Ethiopia's Prime Minister Meles Zenawi FILE | AFRICA REVIEW 

Egyptian authorities are furious over new plans by the Ethiopian Government to construct three giant hydro power dams on the Blue Nile.

The angry Egyptians plan to send a team to discuss the issue with the Ethiopia despite the latter’s insistence the plan was not intended to harm Egypt.

Ethiopian Prime Minister Meles Zenawi recently hinted his government planned to use more of the Nile waters for development activities in the drought-prone country, which is the second most populous in Africa.

Mr Meles said in the next one month the new hydro-dam projects will be inaugurated.

The Blue Nile provides over 80 per cent of the Nile waters and its flow is therefore a matter of life and death for Egypt.

"We are planning to carry out a number of important projects, including a major project on the Nile," Mr Meles told reporters.

However, the document obtained by Africa Review from the Ethiopian Electric Power Corporation (EEPCO) mentioned unpublicised new dams set for construction, that will be inaugurated in the Western Ethiopia region of Benshangul Gumuz, just 40km east from Sudanese border.

Ethiopia plans to generate 6,000MW of electricity from the new dams, whose construction may take five to 10 years. The document does not mention specific details.

Won the contract

As per the government plan, the country targets a total capacity of some 15,000MW of power within 10 years at an investment cost of more than $12 billion.

The government is desperately looking for financing for the projects and negotiations are underway with China and India for soft loans.

The Italian construction firm Salini Costruttori has already won the contract.

Ethiopian State minister for Foreign Affairs Birhane Gebrekirstos has insisted his country would try its best to use the Nile waters for development and hydro power dams without, somehow, reducing the flow of the water.

"It must be noted that the river has more to offer than the demands of the riparian countries," he said.

In a highly symbolic move last year, Egypt switched the Nile docket from the Irrigation ministry to the Interior ministry, which handles national security matters.

According to local media reports, Egypt’s security establishment was ready to thwart a recent pact on Nile water use signed by riparian countries.

They want to maintain Egypt’s traditional lion’s share of the water quota as enshrined in a 1959 colonial agreement.

Uncertain period

Despite being one of the most food-insecure countries in the world, Ethiopia uses less than 2 per cent of the Nile water yet it contributed the overwhelming flow to Sudan and Egypt.

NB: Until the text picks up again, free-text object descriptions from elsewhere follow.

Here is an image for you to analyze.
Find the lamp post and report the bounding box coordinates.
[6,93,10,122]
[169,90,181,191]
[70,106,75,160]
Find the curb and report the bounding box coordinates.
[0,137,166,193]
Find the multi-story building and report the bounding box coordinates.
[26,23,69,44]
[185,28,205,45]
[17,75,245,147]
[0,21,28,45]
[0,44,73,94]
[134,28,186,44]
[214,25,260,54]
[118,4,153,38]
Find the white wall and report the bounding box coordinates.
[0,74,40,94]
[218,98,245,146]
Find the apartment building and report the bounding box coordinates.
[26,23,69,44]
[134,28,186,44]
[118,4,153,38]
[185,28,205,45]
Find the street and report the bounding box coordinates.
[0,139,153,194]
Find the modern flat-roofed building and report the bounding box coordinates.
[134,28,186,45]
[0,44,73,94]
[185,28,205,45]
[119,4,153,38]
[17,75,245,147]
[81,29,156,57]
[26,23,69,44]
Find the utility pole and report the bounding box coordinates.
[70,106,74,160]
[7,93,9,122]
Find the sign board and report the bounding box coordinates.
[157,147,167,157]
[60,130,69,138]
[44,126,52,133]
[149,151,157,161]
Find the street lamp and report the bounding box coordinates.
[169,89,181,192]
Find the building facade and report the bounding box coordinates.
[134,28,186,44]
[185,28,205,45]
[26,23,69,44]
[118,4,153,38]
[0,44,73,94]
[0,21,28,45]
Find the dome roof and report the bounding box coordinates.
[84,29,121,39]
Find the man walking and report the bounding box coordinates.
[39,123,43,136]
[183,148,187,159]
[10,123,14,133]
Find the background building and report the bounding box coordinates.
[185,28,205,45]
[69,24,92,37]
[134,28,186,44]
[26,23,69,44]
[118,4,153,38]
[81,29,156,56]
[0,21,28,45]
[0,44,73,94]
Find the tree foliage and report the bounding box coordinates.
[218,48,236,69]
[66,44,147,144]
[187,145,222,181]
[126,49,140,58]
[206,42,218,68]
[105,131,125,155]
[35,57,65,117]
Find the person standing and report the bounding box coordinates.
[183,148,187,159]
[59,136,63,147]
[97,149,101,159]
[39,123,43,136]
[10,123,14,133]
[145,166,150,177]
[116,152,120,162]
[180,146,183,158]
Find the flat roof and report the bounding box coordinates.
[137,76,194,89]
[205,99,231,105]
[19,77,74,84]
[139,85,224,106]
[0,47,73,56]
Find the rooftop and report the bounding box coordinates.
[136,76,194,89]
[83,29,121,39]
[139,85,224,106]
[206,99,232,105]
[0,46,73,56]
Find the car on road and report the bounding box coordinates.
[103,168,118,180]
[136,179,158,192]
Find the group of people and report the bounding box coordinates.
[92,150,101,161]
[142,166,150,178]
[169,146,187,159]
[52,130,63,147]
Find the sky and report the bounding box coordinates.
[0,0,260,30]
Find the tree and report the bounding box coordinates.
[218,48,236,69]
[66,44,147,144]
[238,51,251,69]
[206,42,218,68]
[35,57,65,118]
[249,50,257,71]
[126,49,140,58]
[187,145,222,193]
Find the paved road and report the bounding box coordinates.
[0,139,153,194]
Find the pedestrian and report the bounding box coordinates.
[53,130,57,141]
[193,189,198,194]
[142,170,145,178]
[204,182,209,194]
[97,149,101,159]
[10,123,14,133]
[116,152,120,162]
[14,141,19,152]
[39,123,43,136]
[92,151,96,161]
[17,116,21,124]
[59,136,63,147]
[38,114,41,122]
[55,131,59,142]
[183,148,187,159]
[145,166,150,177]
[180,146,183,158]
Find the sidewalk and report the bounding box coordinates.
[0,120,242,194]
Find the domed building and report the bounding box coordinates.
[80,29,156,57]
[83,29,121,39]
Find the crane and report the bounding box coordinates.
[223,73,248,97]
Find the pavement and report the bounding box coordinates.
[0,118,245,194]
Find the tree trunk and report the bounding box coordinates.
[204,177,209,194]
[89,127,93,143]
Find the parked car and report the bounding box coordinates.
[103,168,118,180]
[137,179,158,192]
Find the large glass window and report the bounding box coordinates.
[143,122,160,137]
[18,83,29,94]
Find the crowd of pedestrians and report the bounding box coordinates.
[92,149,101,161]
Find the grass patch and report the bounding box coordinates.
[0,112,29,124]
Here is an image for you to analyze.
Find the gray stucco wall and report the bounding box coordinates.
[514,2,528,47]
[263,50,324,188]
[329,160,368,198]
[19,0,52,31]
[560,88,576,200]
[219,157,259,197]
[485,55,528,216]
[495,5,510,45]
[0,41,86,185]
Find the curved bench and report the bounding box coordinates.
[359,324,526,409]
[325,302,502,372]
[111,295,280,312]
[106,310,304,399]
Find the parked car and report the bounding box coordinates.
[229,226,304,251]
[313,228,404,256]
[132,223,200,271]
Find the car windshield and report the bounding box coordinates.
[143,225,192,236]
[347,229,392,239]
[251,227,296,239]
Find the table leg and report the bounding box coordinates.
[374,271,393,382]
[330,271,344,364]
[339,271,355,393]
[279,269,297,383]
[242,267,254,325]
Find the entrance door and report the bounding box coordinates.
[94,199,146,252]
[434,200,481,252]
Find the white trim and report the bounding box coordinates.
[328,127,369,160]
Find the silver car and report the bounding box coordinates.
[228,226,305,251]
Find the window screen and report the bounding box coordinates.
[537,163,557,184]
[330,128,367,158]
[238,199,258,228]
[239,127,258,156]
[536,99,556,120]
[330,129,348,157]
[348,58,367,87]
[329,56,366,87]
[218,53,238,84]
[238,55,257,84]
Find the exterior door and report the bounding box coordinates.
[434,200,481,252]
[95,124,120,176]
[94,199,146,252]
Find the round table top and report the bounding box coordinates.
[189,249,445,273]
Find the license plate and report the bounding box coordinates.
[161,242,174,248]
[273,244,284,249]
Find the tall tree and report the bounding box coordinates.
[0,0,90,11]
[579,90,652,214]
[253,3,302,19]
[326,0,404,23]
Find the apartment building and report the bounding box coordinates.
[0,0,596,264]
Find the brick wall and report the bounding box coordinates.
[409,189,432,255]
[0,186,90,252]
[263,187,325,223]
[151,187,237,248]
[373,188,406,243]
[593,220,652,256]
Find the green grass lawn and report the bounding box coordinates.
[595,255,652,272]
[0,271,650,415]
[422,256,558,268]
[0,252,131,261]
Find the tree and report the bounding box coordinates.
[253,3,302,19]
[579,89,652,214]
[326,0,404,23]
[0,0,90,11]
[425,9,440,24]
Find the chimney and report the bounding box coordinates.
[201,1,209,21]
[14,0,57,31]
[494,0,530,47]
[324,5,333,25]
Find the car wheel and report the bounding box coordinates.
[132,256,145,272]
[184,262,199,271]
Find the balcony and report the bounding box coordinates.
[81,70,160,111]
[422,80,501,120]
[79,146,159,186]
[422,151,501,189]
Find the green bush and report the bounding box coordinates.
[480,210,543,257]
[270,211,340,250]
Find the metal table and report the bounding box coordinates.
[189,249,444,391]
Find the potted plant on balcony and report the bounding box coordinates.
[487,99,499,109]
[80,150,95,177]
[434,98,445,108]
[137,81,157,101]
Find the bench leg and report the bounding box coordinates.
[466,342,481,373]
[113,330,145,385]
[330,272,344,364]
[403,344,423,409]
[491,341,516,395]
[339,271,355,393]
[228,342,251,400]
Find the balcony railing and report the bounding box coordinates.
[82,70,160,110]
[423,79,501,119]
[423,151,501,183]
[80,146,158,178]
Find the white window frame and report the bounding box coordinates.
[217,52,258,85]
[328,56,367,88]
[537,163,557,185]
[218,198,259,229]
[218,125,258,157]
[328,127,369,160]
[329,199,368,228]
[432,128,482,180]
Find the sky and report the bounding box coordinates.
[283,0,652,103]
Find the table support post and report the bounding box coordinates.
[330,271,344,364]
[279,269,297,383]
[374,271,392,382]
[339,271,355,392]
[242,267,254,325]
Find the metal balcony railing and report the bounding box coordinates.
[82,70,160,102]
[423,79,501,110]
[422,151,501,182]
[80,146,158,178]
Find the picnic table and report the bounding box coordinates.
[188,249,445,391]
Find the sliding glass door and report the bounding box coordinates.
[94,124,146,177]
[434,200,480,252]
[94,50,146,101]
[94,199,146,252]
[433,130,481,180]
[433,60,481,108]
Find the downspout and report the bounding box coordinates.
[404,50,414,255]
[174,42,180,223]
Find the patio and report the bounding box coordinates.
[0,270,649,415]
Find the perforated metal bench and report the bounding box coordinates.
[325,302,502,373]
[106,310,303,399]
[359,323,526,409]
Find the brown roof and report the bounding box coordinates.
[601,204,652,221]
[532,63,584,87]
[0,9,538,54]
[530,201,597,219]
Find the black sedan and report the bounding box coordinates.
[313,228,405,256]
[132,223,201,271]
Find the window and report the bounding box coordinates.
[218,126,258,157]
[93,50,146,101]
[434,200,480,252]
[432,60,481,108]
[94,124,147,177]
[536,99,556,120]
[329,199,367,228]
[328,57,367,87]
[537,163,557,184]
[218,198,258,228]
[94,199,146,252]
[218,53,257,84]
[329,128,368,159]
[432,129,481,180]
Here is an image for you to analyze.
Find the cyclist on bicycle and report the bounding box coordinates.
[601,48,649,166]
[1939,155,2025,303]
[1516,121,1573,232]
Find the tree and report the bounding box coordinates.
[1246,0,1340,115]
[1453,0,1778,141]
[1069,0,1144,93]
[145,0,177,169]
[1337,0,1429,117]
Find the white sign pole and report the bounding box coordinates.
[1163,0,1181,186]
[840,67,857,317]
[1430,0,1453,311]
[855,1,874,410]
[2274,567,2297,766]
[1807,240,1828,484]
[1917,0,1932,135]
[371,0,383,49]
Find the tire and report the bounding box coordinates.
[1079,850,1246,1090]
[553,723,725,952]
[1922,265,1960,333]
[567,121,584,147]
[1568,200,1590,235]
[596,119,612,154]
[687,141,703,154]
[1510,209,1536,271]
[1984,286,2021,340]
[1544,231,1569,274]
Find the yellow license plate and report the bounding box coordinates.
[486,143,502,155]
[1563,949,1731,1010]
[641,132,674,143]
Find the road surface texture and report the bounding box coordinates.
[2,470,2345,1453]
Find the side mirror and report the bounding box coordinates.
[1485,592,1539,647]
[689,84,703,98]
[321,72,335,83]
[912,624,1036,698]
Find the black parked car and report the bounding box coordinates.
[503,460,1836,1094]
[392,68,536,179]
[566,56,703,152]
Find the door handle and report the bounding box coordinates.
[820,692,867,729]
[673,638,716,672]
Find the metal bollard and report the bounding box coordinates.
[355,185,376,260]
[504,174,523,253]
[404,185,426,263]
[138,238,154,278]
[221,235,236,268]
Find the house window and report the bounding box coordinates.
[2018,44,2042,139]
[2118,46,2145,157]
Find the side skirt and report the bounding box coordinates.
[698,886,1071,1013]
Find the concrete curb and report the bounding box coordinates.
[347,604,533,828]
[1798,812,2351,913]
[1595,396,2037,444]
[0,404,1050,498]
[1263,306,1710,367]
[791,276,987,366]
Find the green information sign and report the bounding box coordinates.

Apart from meeting home demand, Ethiopia wants to export some of the hydro power to Sudan, Djibouti and Kenya.

In the long term, it plans to export electricity to Egypt and Israel as well.

In December 2010, Ethiopia inaugurated the underground Tana Beles hydro dam on the Blue Nile, with a generating capacity of 420MW.

The dam sparked a sharp row between Ethiopia and Egypt. Former Egyptian president Hosni Mubarak even appealed to Italy to cut funding for Ethiopia’s hydro power dams.

According to analysts, Ethiopia, and possibly Uganda, were seeking to capitalise on uncertain period following the downfall of Mubarak to intensify their own plans for the Nile.

Uganda is also on target to generate 17,000MW in the next 15 years.

Ethiopia announced its plans after Burundi became the sixth riparian signatory to endorse the recent Nile pact on equitable water sharing, which was negotiated for 10 years under the Nile Basin Initiative. Egypt and Sudan remain the only countries opposed.

The Democratic Republic of Congo has yet to signed up.